June 12 (Bloomberg) -- Lebanon is sheltering more than 1.2 million Syrians, whose growing presence poses “the most dangerous challenge” the country faces, Caretaker Social Affairs Minister Wael Abou Faour said.
The influx, swollen by refugees from the civil war in neighboring Syria, threatens to upset the delicate sectarian balance in Lebanon, a country of 4.3 million, according to 2011 World Bank figures. It is also driving up prices and pressuring government services, Abou Faour said.
“The security, economic, social, political and demographic pressures are huge, and the situation is very dangerous,” he said in a phone interview yesterday.
The Syrian community in Lebanon includes more than 500,000 refugees from Syria’s civil war, and affluent Syrians who fled the fighting but aren’t registered as refugees, Abou Faour said. The balance are Syrian workers and their families who were in the country before Syria’s war began in March 2011, he said, citing police records for the total number.
Unlike Turkey and Jordan, Lebanon has not set up camps for Syrian refugees, amid fears that would heighten sectarian tensions already inflamed by the war between Syrian President Bashar al-Assad, whose Alawite sect is an offshoot of Shiite Islam, and predominantly Sunni Muslim rebels. Shiites, Sunnis and Christians each make up roughly a third of the Lebanese population, and the country fought its own sectarian civil war from 1975 to 1990.

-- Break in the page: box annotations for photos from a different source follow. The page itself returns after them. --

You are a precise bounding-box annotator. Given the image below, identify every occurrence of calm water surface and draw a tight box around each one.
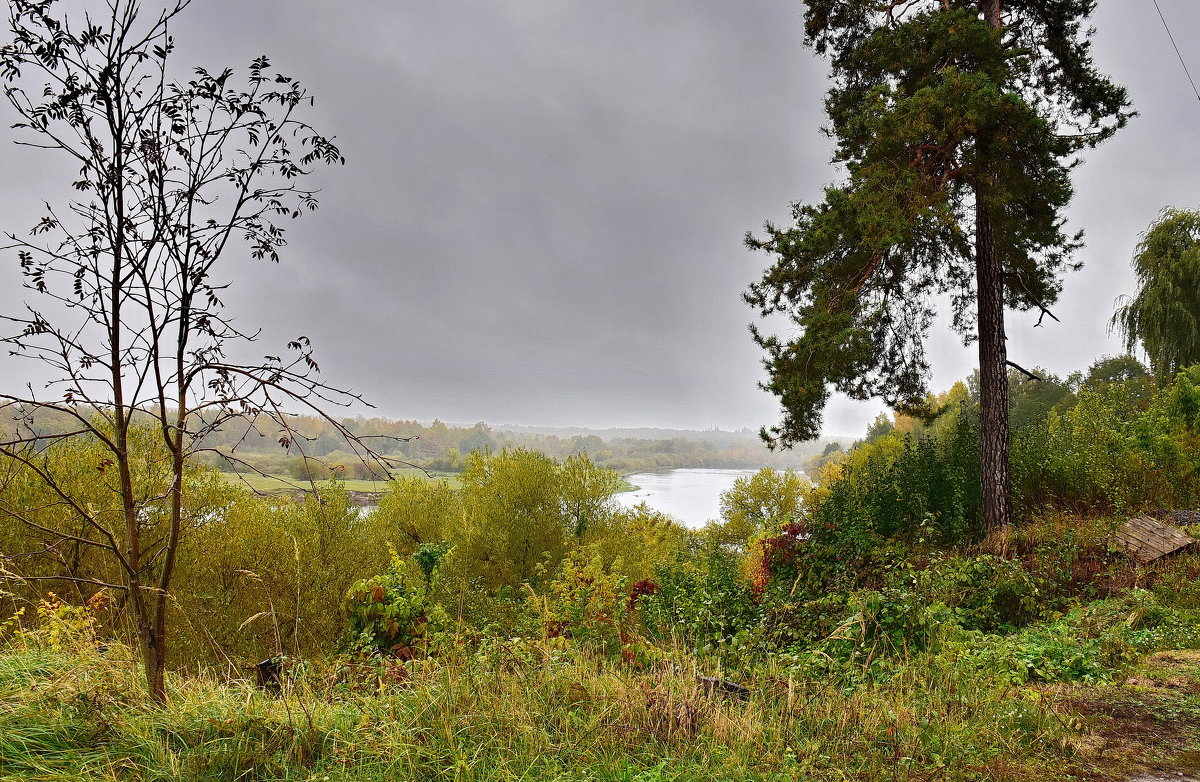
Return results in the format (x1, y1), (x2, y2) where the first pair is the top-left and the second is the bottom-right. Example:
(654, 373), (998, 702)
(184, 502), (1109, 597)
(617, 469), (758, 529)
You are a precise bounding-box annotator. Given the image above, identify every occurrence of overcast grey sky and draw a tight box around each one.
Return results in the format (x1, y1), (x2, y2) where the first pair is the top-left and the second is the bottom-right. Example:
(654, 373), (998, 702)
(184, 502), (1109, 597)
(0, 0), (1200, 434)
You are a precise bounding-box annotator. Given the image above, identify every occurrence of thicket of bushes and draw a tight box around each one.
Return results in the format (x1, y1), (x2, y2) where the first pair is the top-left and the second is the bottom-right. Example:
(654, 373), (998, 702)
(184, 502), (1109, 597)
(0, 360), (1200, 769)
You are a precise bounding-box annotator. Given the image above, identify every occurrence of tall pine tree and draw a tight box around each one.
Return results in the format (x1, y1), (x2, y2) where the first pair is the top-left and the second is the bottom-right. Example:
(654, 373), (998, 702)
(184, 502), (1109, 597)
(745, 0), (1132, 530)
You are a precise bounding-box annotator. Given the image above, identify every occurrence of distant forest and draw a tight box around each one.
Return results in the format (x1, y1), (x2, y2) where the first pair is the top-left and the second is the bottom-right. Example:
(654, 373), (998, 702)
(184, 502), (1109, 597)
(0, 410), (835, 480)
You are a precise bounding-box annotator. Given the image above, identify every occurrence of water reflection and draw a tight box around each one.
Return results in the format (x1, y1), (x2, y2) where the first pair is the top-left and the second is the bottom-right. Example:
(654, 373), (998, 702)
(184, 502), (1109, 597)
(617, 468), (757, 529)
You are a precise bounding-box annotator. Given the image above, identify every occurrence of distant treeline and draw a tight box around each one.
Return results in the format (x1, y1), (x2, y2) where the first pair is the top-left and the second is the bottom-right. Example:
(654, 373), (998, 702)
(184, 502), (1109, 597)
(2, 411), (827, 480)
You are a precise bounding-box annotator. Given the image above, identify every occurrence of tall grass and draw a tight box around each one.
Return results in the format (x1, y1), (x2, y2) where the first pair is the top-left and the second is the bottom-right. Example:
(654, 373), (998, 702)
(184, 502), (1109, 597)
(0, 623), (1067, 782)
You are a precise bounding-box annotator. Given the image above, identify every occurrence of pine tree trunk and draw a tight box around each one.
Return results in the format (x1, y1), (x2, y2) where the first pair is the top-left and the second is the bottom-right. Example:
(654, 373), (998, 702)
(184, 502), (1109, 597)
(976, 199), (1012, 542)
(976, 0), (1013, 539)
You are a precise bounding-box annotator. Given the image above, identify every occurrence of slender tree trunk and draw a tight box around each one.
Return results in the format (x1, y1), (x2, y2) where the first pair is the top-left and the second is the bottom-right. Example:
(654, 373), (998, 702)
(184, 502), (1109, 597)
(976, 199), (1012, 540)
(976, 0), (1013, 546)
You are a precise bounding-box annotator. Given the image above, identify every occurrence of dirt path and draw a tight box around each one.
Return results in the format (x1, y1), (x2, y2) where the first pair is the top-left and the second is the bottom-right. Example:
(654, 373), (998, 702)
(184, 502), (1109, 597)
(1057, 650), (1200, 782)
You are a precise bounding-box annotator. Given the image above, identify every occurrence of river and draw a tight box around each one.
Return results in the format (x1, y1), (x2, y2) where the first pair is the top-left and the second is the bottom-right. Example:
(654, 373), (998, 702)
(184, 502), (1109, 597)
(617, 468), (758, 529)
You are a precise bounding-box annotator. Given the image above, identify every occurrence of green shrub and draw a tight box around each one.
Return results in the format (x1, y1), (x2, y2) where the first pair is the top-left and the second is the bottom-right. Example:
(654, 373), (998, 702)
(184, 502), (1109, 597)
(343, 557), (450, 660)
(638, 545), (762, 654)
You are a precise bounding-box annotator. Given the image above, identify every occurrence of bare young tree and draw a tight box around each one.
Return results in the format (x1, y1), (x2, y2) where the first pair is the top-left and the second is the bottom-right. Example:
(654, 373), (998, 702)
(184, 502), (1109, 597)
(0, 0), (384, 702)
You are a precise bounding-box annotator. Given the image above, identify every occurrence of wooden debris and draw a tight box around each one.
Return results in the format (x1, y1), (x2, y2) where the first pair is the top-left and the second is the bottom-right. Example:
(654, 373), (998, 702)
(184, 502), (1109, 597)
(1109, 516), (1196, 565)
(696, 676), (750, 700)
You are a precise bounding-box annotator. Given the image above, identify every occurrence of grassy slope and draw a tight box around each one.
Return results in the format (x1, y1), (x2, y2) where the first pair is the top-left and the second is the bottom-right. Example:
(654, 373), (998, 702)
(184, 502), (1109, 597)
(0, 638), (1200, 782)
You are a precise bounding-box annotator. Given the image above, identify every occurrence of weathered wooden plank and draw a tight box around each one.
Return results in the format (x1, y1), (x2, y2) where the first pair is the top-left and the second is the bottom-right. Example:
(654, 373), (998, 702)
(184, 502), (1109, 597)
(1109, 511), (1196, 565)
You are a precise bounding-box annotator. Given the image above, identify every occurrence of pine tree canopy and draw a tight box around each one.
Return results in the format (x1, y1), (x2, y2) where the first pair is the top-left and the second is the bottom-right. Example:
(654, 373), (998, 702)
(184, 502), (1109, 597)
(745, 0), (1132, 447)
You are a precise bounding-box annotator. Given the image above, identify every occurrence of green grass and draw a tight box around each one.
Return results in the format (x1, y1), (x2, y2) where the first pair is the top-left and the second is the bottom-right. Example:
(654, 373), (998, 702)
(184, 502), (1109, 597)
(221, 468), (458, 493)
(0, 639), (1080, 782)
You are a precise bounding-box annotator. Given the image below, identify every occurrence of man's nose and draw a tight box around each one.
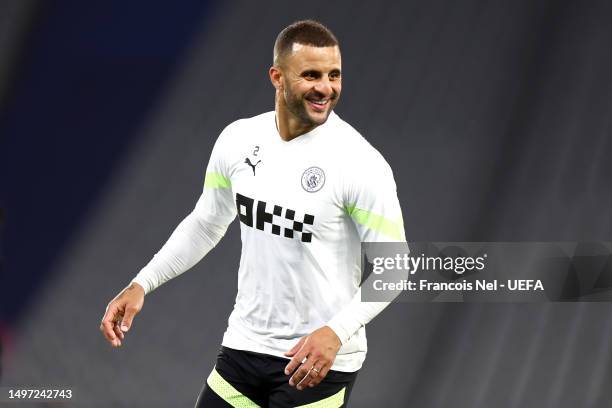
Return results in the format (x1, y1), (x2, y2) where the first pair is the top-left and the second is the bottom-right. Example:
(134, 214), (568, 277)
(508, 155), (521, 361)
(314, 78), (333, 96)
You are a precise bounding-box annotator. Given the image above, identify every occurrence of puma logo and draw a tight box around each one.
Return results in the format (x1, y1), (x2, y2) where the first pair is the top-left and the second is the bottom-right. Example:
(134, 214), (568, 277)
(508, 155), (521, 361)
(244, 157), (261, 175)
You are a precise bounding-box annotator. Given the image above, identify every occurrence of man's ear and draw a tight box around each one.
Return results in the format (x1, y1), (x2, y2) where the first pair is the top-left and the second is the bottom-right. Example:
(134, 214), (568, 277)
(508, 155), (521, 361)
(268, 65), (283, 91)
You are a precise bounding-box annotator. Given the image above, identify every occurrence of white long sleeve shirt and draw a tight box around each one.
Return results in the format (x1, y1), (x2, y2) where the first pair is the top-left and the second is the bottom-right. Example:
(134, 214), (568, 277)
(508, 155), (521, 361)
(134, 111), (405, 372)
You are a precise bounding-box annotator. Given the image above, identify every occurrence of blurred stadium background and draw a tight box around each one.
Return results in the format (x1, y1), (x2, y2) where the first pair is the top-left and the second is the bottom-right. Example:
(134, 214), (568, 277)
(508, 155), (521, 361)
(0, 0), (612, 408)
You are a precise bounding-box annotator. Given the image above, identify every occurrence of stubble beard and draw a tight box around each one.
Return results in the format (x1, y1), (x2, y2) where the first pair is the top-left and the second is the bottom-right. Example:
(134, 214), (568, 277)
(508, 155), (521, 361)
(283, 87), (338, 127)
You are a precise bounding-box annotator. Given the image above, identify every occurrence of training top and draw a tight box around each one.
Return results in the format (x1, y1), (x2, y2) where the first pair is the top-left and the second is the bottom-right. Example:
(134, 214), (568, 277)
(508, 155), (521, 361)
(133, 111), (405, 372)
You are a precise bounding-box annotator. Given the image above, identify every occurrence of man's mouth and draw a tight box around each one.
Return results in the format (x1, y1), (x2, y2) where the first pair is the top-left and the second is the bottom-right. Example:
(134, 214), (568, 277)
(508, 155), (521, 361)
(306, 99), (329, 112)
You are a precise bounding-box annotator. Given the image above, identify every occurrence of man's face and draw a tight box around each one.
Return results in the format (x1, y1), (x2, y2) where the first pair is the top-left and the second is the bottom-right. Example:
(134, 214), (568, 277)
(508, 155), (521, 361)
(281, 43), (342, 126)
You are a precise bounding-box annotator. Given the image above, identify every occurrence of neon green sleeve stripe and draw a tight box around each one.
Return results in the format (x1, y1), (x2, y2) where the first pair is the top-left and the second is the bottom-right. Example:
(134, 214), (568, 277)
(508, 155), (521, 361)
(206, 368), (260, 408)
(296, 387), (346, 408)
(204, 172), (232, 188)
(345, 205), (404, 240)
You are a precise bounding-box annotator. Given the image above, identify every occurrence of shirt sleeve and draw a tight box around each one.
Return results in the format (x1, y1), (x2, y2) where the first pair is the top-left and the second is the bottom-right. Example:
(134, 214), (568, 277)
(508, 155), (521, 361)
(327, 147), (408, 344)
(132, 125), (236, 294)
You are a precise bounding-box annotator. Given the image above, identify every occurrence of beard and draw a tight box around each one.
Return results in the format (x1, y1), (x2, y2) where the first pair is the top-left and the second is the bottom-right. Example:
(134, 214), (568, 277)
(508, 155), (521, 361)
(283, 86), (339, 127)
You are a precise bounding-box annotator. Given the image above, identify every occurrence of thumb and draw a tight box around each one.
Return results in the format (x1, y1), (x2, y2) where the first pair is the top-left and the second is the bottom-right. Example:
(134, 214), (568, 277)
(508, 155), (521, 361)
(285, 336), (308, 357)
(121, 304), (138, 332)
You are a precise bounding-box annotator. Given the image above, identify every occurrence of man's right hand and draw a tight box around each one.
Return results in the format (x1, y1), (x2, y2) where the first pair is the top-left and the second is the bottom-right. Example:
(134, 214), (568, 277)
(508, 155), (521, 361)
(100, 283), (145, 347)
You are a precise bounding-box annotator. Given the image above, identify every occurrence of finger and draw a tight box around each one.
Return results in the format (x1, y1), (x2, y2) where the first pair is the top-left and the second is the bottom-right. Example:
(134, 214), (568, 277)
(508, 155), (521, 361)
(308, 365), (330, 387)
(100, 305), (118, 343)
(285, 347), (309, 378)
(120, 304), (138, 332)
(293, 358), (318, 391)
(113, 322), (125, 340)
(285, 336), (306, 357)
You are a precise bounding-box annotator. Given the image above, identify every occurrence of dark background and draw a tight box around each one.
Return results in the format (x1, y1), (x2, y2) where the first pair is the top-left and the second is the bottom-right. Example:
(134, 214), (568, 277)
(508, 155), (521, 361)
(0, 0), (612, 408)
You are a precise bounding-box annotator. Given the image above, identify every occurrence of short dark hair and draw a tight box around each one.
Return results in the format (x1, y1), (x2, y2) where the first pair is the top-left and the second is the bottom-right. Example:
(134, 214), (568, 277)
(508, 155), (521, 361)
(274, 20), (339, 64)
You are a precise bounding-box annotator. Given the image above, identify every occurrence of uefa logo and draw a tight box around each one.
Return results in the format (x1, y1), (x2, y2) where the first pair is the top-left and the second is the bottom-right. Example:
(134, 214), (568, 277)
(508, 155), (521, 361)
(302, 167), (325, 193)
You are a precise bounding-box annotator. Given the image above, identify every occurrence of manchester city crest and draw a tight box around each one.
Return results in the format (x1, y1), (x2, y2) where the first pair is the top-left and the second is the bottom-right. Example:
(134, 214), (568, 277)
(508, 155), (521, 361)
(302, 167), (325, 193)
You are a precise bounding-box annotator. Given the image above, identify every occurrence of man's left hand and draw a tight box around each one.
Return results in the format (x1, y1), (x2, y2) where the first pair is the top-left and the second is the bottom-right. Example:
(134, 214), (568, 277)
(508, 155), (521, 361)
(285, 326), (342, 390)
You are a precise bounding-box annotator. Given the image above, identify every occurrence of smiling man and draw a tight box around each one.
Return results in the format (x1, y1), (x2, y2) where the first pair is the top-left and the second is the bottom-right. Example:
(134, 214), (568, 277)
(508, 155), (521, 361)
(100, 20), (405, 408)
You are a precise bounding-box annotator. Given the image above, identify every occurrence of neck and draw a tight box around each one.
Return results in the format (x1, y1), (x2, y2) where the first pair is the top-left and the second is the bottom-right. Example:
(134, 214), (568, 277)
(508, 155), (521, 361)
(275, 97), (317, 142)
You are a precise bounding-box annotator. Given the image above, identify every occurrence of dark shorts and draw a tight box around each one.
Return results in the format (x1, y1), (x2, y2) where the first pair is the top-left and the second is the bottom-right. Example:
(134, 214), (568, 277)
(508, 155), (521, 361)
(196, 347), (357, 408)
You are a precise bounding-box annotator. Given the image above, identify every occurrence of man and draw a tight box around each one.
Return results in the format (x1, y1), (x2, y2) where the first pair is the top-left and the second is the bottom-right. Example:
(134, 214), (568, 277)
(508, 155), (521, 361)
(100, 20), (405, 407)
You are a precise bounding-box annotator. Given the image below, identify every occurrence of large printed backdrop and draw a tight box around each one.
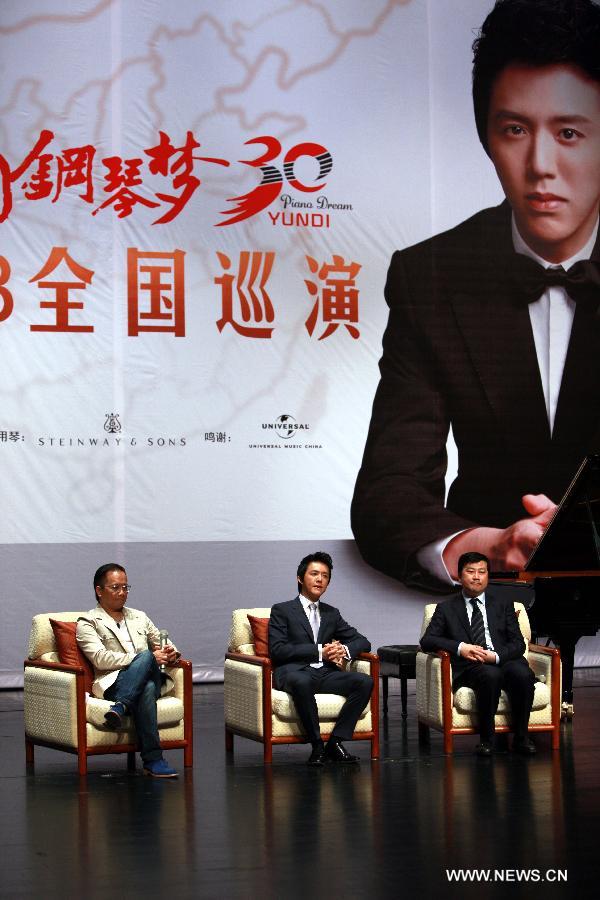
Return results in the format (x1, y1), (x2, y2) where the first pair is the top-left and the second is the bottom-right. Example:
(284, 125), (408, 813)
(0, 0), (596, 685)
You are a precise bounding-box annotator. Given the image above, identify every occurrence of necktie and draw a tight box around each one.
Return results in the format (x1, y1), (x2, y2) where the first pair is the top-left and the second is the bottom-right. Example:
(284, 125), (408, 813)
(308, 603), (319, 644)
(469, 597), (487, 647)
(511, 253), (600, 310)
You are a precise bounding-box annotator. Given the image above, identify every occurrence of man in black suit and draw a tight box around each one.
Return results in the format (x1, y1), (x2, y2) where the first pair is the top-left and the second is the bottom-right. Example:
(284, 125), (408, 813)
(269, 551), (373, 766)
(421, 552), (536, 756)
(352, 0), (600, 591)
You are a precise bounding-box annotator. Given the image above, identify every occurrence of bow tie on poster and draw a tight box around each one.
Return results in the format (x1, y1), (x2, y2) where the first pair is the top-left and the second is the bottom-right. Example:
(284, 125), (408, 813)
(511, 253), (600, 310)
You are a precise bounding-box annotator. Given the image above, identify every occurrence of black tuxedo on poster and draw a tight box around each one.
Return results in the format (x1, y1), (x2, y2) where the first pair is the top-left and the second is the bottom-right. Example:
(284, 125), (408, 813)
(352, 202), (600, 589)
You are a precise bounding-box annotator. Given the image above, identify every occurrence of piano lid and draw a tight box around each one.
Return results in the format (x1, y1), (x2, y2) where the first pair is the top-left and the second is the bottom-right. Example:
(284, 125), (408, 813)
(525, 453), (600, 572)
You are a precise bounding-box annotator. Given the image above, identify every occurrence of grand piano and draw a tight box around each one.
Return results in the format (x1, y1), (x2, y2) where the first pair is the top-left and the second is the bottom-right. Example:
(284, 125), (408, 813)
(491, 453), (600, 719)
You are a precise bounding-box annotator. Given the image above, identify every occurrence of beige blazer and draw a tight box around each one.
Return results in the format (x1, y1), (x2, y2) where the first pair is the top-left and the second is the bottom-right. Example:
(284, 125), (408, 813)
(77, 604), (173, 698)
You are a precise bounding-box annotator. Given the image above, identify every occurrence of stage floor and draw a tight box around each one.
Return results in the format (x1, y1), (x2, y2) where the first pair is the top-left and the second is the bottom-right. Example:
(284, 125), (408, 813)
(0, 669), (600, 900)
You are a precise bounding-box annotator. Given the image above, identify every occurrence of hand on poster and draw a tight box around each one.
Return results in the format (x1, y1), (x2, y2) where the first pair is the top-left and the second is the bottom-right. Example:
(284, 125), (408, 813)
(443, 494), (556, 578)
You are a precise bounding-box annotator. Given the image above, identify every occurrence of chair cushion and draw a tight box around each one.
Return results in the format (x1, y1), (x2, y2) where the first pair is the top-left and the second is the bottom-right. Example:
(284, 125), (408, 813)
(85, 697), (183, 731)
(248, 613), (269, 656)
(227, 606), (271, 653)
(50, 619), (94, 694)
(271, 689), (370, 722)
(453, 681), (550, 713)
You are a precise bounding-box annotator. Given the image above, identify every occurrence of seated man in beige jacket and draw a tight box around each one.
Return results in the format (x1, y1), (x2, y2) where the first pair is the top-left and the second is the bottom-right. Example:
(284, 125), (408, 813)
(77, 563), (180, 778)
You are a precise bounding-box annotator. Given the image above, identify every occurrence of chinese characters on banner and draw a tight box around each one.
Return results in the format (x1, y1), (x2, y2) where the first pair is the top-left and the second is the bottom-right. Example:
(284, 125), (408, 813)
(0, 129), (333, 226)
(0, 247), (361, 340)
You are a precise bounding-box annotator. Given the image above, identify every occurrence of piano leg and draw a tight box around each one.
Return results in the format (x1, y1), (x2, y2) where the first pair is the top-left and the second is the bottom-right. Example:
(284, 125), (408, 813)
(554, 634), (579, 721)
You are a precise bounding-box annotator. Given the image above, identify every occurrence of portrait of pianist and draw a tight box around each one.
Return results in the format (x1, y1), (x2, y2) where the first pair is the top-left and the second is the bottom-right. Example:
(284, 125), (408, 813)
(352, 0), (600, 592)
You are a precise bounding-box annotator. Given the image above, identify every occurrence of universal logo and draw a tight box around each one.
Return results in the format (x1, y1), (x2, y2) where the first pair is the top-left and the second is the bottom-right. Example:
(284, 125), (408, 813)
(262, 413), (310, 441)
(248, 413), (323, 450)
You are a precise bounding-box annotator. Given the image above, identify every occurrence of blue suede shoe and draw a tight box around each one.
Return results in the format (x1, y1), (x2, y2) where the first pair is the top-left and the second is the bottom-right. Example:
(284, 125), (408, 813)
(144, 757), (178, 778)
(104, 703), (127, 731)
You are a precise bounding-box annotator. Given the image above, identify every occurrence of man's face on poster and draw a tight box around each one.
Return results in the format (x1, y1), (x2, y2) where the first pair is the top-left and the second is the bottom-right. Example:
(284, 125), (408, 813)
(488, 63), (600, 263)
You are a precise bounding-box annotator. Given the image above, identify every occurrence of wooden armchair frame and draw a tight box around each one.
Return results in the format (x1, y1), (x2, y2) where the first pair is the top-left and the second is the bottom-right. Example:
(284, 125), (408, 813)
(225, 652), (379, 764)
(24, 659), (193, 775)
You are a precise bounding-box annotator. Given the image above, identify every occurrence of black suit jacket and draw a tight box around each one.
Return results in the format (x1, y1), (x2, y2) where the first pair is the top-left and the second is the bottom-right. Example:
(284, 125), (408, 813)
(352, 203), (600, 591)
(269, 597), (371, 688)
(421, 587), (525, 683)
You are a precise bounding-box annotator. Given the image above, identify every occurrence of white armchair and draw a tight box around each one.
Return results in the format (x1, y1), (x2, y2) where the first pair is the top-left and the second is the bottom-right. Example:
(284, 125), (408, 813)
(24, 612), (193, 775)
(225, 607), (379, 763)
(417, 603), (561, 753)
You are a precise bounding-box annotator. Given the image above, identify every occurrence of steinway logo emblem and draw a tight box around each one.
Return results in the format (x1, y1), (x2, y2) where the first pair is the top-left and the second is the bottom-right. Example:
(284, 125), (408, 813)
(104, 413), (122, 434)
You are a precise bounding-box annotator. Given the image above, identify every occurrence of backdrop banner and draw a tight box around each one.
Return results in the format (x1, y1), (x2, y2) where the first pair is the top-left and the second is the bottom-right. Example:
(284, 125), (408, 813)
(0, 0), (600, 687)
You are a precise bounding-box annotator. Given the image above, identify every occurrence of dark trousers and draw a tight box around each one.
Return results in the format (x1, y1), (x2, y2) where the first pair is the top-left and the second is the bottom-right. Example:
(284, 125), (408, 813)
(276, 666), (373, 744)
(453, 657), (535, 743)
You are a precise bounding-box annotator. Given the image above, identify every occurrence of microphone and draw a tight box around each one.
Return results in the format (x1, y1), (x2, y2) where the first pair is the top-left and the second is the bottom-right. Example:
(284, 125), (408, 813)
(158, 628), (169, 672)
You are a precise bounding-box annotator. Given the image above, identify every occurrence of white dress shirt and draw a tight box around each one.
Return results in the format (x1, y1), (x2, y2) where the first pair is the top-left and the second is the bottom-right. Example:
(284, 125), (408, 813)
(457, 591), (500, 665)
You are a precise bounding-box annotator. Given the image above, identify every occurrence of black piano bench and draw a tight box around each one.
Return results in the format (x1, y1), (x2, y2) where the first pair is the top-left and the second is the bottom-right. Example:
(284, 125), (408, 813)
(377, 644), (420, 719)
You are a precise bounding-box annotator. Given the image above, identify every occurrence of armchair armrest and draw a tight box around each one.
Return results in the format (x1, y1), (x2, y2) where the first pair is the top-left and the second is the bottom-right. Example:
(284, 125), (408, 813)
(223, 652), (273, 738)
(225, 651), (273, 670)
(23, 659), (85, 677)
(24, 659), (86, 748)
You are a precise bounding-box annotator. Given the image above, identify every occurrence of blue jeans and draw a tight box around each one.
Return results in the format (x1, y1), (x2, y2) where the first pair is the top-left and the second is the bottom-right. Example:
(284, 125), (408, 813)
(104, 650), (162, 762)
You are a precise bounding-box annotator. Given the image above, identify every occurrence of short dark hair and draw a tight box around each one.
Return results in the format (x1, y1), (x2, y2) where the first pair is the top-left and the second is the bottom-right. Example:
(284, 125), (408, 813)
(296, 550), (333, 581)
(473, 0), (600, 154)
(94, 563), (127, 601)
(458, 550), (490, 575)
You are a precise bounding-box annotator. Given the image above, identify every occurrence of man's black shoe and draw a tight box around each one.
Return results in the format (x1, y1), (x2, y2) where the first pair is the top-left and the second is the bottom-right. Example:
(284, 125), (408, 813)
(513, 738), (537, 756)
(325, 738), (360, 763)
(306, 741), (325, 766)
(475, 741), (494, 756)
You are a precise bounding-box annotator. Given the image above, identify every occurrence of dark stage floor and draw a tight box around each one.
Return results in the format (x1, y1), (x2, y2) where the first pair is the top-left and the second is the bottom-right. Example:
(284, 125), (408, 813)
(0, 669), (600, 900)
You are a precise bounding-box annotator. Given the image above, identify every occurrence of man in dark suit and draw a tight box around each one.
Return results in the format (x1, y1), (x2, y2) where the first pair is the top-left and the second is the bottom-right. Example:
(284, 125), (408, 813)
(269, 551), (373, 766)
(421, 552), (536, 756)
(352, 0), (600, 591)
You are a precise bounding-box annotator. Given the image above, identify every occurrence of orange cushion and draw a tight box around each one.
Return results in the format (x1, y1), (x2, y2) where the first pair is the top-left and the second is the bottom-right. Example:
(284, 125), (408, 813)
(50, 619), (94, 694)
(248, 614), (269, 656)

Lebanon already houses 455,000 mostly Sunni Palestinians in 12 refugee camps, and the majority of Syrian refugees are Sunni. The Palestinians, like Syria, were a major player in Lebanon’s civil war.
Abou Faour said there have been discussions about setting up camps for Syrians for the past year, “but some political powers” have not agreed to it. He did not identify them.
The Syrian presence in Lebanon has pushed up the prices of basic commodities and rent and created “extraordinary” pressure on Lebanon’s institutions, including hospitals, Abou Faour said. Public schools have absorbed Syrian students and some private schools have afternoon shifts for Syrian students who want to study their country’s curriculum, he said.
Energy Minister Gebran Bassil said in an April 18 interview that power demand has increased 27 percent in the past two years because of the influx of Syrians. There’s an acute shortage of hospital beds, especially in emergency units, because of the Syrian influx, Health Minister Ali Hassan Khalil said June 10.
Lebanon is campaigning to persuade other countries in the region to take in some of the refugees, Abou Faour said.